SAN JOSE (CBS SF) – The Santa Clara County Board of Supervisors directed county staff Tuesday to develop a plan for implicit bias training at the sheriff's office.

Supervisor Joe Simitian proposed the idea during Tuesday's board meeting in San Jose. It's aimed at preventing tragedies that have been seen nationwide since the death of Michael Brown in Ferguson, Missouri, Simitian said.

Brown, 18, was a black man fatally shot by a white police officer in August 2014 while he was unarmed, which led to demonstrations across the country.

Brown's death brought to light other police killings involving unarmed black men and boys by officers including the chokehold death of Eric Garner, 43, in New York in July 2014.

Implicit biases are not only limited to race and ethnicity but extend to other characteristics such as gender, sexual orientation and income, Simitian said.

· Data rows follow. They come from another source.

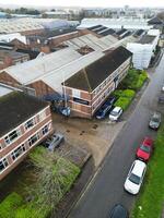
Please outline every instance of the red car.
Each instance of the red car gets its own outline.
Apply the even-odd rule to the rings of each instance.
[[[137,150],[137,158],[148,161],[153,150],[153,141],[150,137],[145,137],[140,147]]]

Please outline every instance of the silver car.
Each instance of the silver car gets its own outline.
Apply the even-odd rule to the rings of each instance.
[[[160,128],[160,124],[161,124],[161,113],[154,112],[149,122],[149,126],[153,130],[157,130]]]
[[[48,148],[48,150],[54,152],[55,148],[59,147],[61,142],[65,140],[63,135],[60,133],[54,133],[50,137],[46,140],[44,143],[45,147]]]

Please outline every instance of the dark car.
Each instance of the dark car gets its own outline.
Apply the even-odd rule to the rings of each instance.
[[[160,128],[160,124],[161,124],[161,113],[154,112],[150,119],[149,128],[157,130]]]
[[[129,216],[127,209],[122,205],[117,204],[113,207],[108,218],[128,218],[128,217]]]
[[[115,97],[109,97],[104,105],[96,112],[97,119],[103,119],[105,116],[113,109],[114,102],[116,101]]]
[[[164,95],[163,94],[159,96],[159,102],[164,104]]]
[[[48,137],[43,145],[47,147],[48,150],[54,152],[55,148],[59,147],[61,142],[65,140],[63,135],[60,133],[54,133]]]

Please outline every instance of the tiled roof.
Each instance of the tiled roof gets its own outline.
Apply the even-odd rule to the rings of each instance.
[[[47,106],[47,102],[23,92],[12,92],[0,97],[0,137]]]
[[[65,85],[91,93],[131,56],[126,48],[118,47],[68,78]]]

The training is aimed toward patrol staff, but should also apply to command staff, according to Simitian.

It would be a "pretty rigorous program" that would last 30 to 40 hours, similar to Crisis Intervention Training that helps officers in communicating with people suffering from mental illness, he said.

The course will help strengthen the public's trust in law enforcement, according to Simitian.

The training builds upon the county's current effort in providing body-worn cameras for deputies, he said.

Simitian said he has discussed the proposal with Sheriff Laurie Smith and her training staff in addition to the district attorney's and public defender's offices.